Bio: Yong Liu is currently a professor at the University of Aizu, Japan. He was a guest professor in School of Computer Science, the China University of Geosciences, China, 2010. He was a researcher fellow at AIST Tsukuba Central 2, National Institute of Advanced Industrial Science and Technology, Japan, in 1999, and a lecturer in the State Key Laboratory of Software Engineering, Wuhan University, in 1994. His research interests include evolutionary computation and neural networks. He has over 150 publications in the technical literature with 11653 citations counted by Google Scholar. He is one of co-authors for the book "Non-numerical Parallel Algorithms (II): Genetic Algorithms" by Science Press, Beijing.

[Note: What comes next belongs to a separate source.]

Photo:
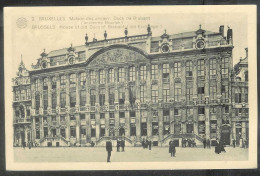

He is also one of co-editors for 18 volumes published by Springer. He was the Program Co-Chair of the 4th and the 7th International Conference on Evolvable Systems: From Biology to Hardware (ICES 2001 and ICES 2007), Program Co-Chair of the past 9 events of International Symposium on Intelligence Computation and Applications (ISICAs) from 2007 to 2018, Program Co-Chair of the first International Workshop on Aware Computing (IWAC 2009) and the second International Symposium on Aware Computing (ISAC 2010), Program Co-Chair of the 13th and 15th International Conference on Natural Computation, Fuzzy Systems and Knowledge Discovery (ICNC-FSKD 2017 and 2019).